Even wikipedia has an article on crime in South Africa which begins "Crime is a major problem in South Africa. According to a survey for the period 1998-2000 compiled by the United Nations Office on Drugs and Crime, South Africa was ranked second for assault and murder (by all means) per capita, in addition to being ranked second for rape and first for rapes per capita."

(I feel that) It got to the point where normal people were sick of crime but were numb to it. The papers stopped printing stories about crime unless they were strange or terrible.

Then South Africa got interested in crime again:

  • The Minister of Safety and Security, Charles Nqakula caused outrage among South Africans in June 2006 when he responded to opposition MPs in parliament, who were not satisfied that enough was being done to counter crime, saying that MPs who complain about the country's crime rate, should stop whining and leave the country (Also from the wikipedia)
  • The 19th FIFA World Cup is scheduled to take place in South Africa. This event will bring tons of foreign capital into South Africa and promote to the entire world the idea of South Africa as a holiday destination. On the other hand - the infastructure and initial outlay is huge too. It is do-or-die. This competition has to be handled perfectly for the country to benefit. Crime is a risk to this.

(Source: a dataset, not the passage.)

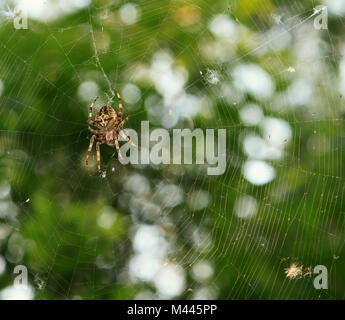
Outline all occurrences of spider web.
[0,0,344,299]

Possibly the most important one.
These combined with the fact that Governement does not seem to be willing/able to deal with crime has led South Africans to feel lost about this issue.

First National bank seem to be a very patriotic bank. They have loads of adverts promoting how great the 2010 FIFA World Cup will be. They are also (the main?) sponsor of http://www.homecomingrevolution.co.za/ which aims to promote South Africa to ex-patriots who may be interested in returning.

Reading a few messages on the forum there, the message is quite clear - "we would love to return home for a million reasons. and we will not for one reason - crime!"

It seems to me that FNB as a place has just, like the rest of us, had enough of the moaning about crime and wants to do something about it. They are not allowed to start their own police force and justice system so they are trying to get the attention of the people who can deal with crime.

Unfortunately instead of taking action against crime the Government have taken action against FNB.

And that...is a crime.

Friday, February 2, 2007

Racing to get to the seventies.(Part One)

A quote, attributed to Henry Spencer goes " Those who don't understand UNIX are condemned to reinvent it, poorly."

I always, being a Linux boy, liked that quote. And I could see it in practice. Linux never hid the fact that it was mostly based on Unix but Dos/Windows did. Microsoft was caught in a bit of a bind with Linux being free that they had to pretend everything DOS was better, everything non-DOS was worse. Fair enough, DOS and the pretty stuff that they placed on top of it was their bread and butter.

But as time has progressed Windows has moved toward looking and working more like Unix. The main change being the fact that the main user of the box is not innately trusted. There are no file permissions on FAT, all files are available to whoever uses the machine. NTFS has changed all of that. Windows 98 didn't need the user to log on, XP does.

It is not my purpose here to trash the Windows Operating Systems of yesteryear. In fact, Linux had some shortcomings in the 90s too. It is my point that it has taken us about 30 years to get our PCs to the point where they are now as safe as the Unix servers that were around in the 1970s.